Mount Halcon (Bundok Halcon) and (Monte Halcón) is the highest mountain in Mindoro. According to the new data released by Oriental Mindoro peakvisor as of 2022, it has an elevation of 2616 m above sea level, higher than the previous estimates of 2586 m although no official survey has yet confirmed this. It is the 23rd-highest peak in the Philippines and 37th-highest peak of an island on Earth. Its steep slopes have earned it the reputation of being one of the most difficult and technically most challenging mountains to climb in the Philippines.
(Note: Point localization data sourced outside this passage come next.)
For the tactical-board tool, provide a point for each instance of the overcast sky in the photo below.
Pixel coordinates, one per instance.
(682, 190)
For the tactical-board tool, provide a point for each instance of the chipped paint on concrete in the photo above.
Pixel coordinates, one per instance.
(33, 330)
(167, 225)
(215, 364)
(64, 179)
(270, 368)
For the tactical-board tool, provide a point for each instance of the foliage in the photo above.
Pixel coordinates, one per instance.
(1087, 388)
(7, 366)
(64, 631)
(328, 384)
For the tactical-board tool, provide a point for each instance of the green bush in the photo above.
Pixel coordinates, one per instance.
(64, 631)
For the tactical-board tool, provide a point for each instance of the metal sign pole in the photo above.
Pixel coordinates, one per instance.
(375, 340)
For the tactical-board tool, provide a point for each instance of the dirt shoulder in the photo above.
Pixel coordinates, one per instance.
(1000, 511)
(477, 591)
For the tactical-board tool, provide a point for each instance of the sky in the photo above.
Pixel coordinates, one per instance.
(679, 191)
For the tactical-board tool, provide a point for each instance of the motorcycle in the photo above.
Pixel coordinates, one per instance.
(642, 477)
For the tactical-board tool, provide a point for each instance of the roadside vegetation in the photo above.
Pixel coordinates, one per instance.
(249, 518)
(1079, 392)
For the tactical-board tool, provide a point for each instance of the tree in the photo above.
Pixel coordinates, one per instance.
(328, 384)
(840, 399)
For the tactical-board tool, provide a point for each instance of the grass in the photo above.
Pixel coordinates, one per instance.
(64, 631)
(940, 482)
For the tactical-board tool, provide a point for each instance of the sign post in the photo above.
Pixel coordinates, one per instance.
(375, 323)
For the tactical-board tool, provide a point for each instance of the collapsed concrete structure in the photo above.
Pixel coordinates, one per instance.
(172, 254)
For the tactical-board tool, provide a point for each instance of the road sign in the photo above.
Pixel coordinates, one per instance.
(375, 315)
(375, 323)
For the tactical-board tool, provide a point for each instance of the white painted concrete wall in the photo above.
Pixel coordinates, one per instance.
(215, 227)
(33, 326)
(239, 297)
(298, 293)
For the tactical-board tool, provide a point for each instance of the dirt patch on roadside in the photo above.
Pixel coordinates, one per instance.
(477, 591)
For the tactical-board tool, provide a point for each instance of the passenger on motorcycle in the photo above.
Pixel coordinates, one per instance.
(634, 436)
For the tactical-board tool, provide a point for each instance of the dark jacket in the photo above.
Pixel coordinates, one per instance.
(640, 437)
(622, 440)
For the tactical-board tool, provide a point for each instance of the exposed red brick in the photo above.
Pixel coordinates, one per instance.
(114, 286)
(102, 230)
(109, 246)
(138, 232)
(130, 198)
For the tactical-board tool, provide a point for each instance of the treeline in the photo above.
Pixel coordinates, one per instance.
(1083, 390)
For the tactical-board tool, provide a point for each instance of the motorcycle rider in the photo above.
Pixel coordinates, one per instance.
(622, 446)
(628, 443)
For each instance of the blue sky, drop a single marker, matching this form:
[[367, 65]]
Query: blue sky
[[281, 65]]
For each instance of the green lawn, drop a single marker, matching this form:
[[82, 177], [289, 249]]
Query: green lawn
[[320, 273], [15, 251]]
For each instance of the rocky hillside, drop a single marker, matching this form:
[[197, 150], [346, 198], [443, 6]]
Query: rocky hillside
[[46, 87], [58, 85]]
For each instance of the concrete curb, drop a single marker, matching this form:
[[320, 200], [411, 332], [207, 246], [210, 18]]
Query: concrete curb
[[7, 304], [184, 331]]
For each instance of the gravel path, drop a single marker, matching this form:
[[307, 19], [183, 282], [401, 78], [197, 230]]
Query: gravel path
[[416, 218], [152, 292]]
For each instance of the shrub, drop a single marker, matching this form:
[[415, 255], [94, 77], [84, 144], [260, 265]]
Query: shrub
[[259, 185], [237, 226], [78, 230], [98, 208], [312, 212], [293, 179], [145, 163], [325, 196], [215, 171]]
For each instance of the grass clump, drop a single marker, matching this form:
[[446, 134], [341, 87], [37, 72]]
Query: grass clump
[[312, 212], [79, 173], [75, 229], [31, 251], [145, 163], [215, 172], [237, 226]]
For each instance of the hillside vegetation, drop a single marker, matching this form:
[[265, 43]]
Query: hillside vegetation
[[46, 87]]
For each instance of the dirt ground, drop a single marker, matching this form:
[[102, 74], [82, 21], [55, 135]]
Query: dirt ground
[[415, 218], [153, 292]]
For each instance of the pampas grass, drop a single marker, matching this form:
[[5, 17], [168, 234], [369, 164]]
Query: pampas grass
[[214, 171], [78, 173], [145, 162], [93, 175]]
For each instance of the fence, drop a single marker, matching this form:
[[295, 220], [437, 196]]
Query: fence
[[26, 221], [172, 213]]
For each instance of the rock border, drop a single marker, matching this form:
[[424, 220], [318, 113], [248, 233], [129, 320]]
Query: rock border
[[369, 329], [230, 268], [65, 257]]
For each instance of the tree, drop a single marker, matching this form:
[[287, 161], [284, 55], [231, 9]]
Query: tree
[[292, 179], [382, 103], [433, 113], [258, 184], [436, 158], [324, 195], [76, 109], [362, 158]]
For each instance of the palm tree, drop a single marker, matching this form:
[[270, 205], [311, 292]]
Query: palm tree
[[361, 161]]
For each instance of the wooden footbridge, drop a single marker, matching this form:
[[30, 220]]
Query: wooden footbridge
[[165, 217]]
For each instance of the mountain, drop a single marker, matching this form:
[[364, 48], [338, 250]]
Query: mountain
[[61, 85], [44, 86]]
The first documented ascent was made in 1906 by American botanist Elmer Drew Merrill and a party of forestry and military personnel.

==Inhabitants==
Mount Halcon is home to the indigenous Alangan Mangyans.

==Flora and fauna==
Its thick vegetation contains much flora and fauna, including the critically endangered Mindoro bleeding-heart which is endemic to the area, and the stick insect Conlephasma enigma, which was first described in 2012.

==History==
The mountain was also the location of a possible World War II Japanese holdout. Isao Miyazawa found evidence that his comrade Captain Fumio Nakahara was living there in 1957. Another search in 1977 was called off due to Miyazawa contracting malaria. In 1980, Miyazawa found Nakahara's hut, and the natives talked to him extensively about the foreigner. However, Nakahara himself has never been spotted.